Industry looks forward to a new era under Modi

Maybe the climate change that the new, improved MoEF is going to take more seriously is change in the climate for business, industry, and investment.

Why should this be a cause for worry? Because, a lot of India’s forests are at stake in the rush to cater to industry. Even the previous government, although labelled as less responsive to industrial needs, actually allowed the clearance of a whopping 702,000 hectares of forest land over the last ten years chiefly for industry, infrastructure projects, and other non-forest uses. The new government already has pending clearances for over 830,000 hectares of forests awaiting its nod. If the MoEF, like earlier, remains under the shadow of the centres of power in the Ministry of Finance, Ministry of Commerce and Industry, and the Prime Minister’s Office (PMO), to name a few, what is the prognosis for India’s environment, forests, and wildlife? If the MoEF is now MoEF-CC, does it just mean everything that MoEF does will be CC-ed to the finance and commerce ministries and the PMO for their blessings?

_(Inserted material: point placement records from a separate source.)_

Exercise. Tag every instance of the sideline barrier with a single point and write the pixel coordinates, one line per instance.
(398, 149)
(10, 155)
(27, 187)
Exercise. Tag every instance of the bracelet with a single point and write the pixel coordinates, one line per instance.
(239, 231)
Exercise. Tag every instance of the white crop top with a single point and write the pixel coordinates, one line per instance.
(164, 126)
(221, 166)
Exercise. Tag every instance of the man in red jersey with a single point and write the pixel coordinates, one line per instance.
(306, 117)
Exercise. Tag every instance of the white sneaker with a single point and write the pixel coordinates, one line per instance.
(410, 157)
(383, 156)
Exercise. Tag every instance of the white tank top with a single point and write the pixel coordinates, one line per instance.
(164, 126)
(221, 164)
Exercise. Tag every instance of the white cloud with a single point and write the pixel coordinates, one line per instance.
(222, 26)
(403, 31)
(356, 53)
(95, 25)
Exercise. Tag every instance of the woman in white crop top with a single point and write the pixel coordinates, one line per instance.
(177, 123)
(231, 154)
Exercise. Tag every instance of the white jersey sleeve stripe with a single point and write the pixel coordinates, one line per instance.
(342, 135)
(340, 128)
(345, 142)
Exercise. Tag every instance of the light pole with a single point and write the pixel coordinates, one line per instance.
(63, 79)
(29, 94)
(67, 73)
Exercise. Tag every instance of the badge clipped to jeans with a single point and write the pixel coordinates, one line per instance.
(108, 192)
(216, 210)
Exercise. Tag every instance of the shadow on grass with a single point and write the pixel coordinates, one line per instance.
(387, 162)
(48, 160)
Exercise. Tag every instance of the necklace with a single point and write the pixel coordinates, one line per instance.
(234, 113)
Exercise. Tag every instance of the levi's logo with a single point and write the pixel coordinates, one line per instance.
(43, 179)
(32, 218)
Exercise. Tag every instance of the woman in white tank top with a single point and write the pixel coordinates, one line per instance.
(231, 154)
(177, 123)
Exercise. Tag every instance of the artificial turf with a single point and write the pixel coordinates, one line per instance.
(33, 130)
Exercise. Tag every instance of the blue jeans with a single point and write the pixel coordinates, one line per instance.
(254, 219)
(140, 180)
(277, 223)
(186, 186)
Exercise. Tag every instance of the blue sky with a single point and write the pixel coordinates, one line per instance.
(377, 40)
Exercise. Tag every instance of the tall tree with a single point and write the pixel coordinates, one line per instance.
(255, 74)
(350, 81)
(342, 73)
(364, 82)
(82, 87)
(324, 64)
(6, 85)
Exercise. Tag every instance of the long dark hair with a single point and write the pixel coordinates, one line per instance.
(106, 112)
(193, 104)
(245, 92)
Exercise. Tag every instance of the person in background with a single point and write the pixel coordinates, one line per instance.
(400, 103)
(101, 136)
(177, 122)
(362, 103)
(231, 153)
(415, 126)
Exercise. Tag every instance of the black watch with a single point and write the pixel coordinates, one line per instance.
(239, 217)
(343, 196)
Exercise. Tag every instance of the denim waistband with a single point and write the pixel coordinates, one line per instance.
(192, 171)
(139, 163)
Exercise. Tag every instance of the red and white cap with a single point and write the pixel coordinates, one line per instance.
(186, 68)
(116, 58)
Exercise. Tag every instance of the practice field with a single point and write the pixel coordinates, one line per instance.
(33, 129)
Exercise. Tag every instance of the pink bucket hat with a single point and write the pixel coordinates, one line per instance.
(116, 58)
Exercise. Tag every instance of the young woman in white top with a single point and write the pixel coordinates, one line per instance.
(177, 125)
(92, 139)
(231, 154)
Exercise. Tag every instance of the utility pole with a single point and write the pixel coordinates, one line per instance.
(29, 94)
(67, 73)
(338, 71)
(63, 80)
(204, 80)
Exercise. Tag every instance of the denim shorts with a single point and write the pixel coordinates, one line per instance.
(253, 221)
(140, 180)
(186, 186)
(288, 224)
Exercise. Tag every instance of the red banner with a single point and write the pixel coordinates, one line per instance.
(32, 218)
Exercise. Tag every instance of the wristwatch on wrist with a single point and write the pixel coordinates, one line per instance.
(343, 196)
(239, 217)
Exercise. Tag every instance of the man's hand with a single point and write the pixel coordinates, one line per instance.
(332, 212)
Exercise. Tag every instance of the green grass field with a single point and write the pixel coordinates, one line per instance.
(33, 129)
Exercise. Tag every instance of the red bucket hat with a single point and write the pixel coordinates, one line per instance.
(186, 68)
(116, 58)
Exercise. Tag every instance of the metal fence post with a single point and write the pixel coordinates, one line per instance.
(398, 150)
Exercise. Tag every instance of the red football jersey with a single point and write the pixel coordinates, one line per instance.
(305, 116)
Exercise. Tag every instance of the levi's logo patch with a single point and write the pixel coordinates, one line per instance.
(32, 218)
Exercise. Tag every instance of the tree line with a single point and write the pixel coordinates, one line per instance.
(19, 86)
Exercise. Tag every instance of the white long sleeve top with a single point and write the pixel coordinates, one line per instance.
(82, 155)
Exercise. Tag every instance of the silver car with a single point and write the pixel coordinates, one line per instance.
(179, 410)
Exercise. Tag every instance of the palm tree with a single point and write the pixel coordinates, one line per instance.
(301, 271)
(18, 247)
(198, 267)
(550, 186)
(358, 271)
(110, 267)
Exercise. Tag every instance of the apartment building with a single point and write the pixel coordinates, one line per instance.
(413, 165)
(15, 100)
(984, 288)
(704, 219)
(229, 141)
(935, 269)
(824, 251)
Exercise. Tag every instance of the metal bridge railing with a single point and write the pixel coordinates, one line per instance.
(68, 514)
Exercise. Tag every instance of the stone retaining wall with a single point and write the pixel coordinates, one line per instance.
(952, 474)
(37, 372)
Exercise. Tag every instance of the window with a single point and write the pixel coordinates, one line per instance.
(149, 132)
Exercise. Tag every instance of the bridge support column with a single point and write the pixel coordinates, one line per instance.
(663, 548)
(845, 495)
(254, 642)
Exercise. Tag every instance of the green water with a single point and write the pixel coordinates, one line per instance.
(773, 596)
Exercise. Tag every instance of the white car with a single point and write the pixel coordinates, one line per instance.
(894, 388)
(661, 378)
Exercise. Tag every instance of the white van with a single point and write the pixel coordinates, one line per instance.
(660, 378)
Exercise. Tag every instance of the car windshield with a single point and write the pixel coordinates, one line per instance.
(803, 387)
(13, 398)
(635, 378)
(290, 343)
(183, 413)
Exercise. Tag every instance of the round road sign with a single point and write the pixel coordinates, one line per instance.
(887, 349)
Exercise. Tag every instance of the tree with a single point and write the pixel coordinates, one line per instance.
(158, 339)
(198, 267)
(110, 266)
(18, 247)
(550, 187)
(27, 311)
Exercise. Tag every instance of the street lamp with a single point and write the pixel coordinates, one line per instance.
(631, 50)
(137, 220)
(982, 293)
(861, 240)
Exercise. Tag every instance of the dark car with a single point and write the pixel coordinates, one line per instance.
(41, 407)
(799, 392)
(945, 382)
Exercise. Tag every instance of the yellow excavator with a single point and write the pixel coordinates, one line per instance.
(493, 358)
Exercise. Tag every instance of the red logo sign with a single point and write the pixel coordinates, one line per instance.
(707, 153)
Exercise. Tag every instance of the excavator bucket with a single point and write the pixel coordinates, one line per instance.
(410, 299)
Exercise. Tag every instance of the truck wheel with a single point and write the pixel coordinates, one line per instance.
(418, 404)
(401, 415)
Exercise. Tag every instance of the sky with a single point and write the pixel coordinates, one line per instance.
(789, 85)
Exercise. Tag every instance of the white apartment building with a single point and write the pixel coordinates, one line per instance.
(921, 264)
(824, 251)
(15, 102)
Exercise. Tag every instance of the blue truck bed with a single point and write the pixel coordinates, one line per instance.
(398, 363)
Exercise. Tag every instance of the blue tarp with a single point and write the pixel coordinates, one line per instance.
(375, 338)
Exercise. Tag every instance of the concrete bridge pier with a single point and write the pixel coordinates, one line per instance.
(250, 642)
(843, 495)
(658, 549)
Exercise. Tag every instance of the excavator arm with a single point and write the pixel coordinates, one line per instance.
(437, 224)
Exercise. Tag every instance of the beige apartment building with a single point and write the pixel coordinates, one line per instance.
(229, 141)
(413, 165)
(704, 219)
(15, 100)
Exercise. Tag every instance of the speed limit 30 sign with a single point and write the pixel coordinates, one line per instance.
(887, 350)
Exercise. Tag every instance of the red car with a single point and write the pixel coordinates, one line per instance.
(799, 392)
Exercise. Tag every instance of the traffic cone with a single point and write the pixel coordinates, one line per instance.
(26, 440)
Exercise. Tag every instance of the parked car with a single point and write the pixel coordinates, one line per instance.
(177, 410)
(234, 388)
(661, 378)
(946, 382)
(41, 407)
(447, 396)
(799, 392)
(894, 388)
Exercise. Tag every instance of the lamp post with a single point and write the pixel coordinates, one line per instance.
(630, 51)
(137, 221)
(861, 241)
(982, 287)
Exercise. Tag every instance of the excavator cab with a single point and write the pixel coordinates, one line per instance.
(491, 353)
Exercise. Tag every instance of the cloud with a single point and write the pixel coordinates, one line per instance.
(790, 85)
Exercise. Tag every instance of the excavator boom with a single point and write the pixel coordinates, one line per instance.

What adds to my consternation is this video of the new environment minister speaking of the “very vital ministry” that is MoEF:

Environment protection and development is important: Prakash Javadekar

Behind his apparently well-intentioned words, their appears to lurk some Orwellian doublethink. Rather unwittingly, in something that sounds like a slip-of-the-tongue (or “What is that word I wanted?”), he says that some people think environment protection is ‘antidote’ to development, which he seems to almost disagree with! His last line is chilling.

…some people think that environment protection and development is antidote [sic!], they don’t go hand-in-hand. But I’m firm believer that both can go hand-in-hand. There is no contradiction in both the goals because these serves humanity. After all, poverty is the biggest disaster. So, India needs a window for growth and emissions and other things.
~ Prakash Javadekar

Although he does say that development and environment can go together, and talks of poverty as a disaster, he explains neither and it ends up sounding like the usual platitudes. After India has witnessed a decade of unprecedented forest clearance, after seeing entire landscapes and communities ravaged by mining in Goa and Central India and north-east India, after watching forests and wildlife habitats sundered or submerged by massive infrastructure projects from roads to dams (and even more proposed), it is hardly reassuring to hear the environment minister say, within a day of assuming office, that “India needs a window for growth and emissions and other things.” Unless, of course, this is malreported.

To be fair, it is too early to say anything about the minister or what the ministry will do. The Minister is known to have been actively involved in environmental issues, but also for being critical of the environment ministry earlier for not permitting industrial and infrastructure projects.

Cleaving the forests: what is the real infrastructure? Roads, powerlines, and canals are just superstructures built upon the real infrastructure represented in human and natural capital.

Perhaps, the new minister will blaze a different path: one that is not ungood, involves no doublethink, one that it is not all Newspeak. The latter is especially crucial, as the same minister holds another key portfolio: he is also the Minister of Information and Broadcasting in the new government.

Still, it seems like a good idea to keep the antidote of environmental protection handy.

antidote ˈantɪdəʊt/ noun
a medicine taken or given to counteract a particular poison.